3. Ao ter base na observação, o conhecimento empírico apoia-se somente em representações visuais. Desse modo, explicita apenas as propriedades externas dos objetos. Contrariamente, o conhecimento teórico surge sobre a base da transformação dos objetos, o que possibilita o reflexo das suas relações e ligações internas. A reprodução do objeto em forma de conhecimento teórico permite que o pensamento extrapole os limites das representações sensoriais.
4. A propriedade geral e as propriedades particulares dos objetos, no conhecimento empírico, estão num mesmo plano. No entanto, quando a referência é o conhecimento teórico, a preocupação é com a conexão entre a relação geral e suas diferentes manifestações. Em outras palavras, a conexão do geral ao particular.
5. A concretização do conhecimento empírico se expressa na possibilidade de se estabelecer as ilustrações, as quais se tornam exemplos que pertencem a uma determinada classe.
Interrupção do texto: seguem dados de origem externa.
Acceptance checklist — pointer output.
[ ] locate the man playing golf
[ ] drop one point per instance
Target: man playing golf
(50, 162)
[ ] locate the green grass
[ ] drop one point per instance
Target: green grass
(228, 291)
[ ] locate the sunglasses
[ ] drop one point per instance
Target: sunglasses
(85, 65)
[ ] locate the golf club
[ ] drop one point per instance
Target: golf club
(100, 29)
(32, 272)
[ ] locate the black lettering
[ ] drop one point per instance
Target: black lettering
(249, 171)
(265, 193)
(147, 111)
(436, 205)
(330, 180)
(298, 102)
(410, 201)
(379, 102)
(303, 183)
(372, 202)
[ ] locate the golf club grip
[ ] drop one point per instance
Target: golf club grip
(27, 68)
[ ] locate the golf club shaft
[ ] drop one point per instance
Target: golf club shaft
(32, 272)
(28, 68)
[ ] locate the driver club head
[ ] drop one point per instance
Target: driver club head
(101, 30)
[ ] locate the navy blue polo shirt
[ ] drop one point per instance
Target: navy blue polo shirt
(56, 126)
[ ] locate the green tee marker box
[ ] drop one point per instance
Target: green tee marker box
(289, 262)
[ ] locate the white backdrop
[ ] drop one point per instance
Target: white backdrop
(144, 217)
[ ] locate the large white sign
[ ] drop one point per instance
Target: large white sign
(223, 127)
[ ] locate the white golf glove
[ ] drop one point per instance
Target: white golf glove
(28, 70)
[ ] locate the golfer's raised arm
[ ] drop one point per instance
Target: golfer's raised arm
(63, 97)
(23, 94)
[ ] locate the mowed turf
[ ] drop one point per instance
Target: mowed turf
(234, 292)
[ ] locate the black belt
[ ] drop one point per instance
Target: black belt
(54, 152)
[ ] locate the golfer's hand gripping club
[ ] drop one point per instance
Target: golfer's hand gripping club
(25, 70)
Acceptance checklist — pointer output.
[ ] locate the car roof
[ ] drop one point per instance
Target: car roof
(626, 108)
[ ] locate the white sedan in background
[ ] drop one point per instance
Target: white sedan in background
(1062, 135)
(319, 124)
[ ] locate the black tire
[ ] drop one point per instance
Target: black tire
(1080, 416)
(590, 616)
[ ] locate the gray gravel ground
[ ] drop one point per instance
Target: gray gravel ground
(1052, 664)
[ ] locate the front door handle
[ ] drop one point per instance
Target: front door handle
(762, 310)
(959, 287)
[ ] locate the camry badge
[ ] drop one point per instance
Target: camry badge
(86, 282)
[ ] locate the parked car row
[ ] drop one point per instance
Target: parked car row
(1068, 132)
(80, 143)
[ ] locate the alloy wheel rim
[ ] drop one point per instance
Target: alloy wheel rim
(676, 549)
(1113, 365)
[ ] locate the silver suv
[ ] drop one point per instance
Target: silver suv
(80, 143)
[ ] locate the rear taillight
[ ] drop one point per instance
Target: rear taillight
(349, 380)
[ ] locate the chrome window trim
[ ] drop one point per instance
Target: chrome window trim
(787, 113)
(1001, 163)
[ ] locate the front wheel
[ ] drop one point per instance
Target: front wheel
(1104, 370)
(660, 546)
A especificidade da concretização do conhecimento teórico está na necessária conversão em uma teoria desenvolvida por meio da dedução, como também da explicação das manifestações particulares do sistema com base na sua fundamentação geral. 6. A palavra-termo é forma de fixação do conhecimento empírico.
O conhecimento teórico se expressa por meio de procedimentos da atividade mental e de diferentes sistemas simbólicos e signos. Destacam-se os meios da linguagem artificial e natural. Desde o seu surgimento, é possível que o conceito teórico expresse o procedimento que possibilita a separação do singular do geral.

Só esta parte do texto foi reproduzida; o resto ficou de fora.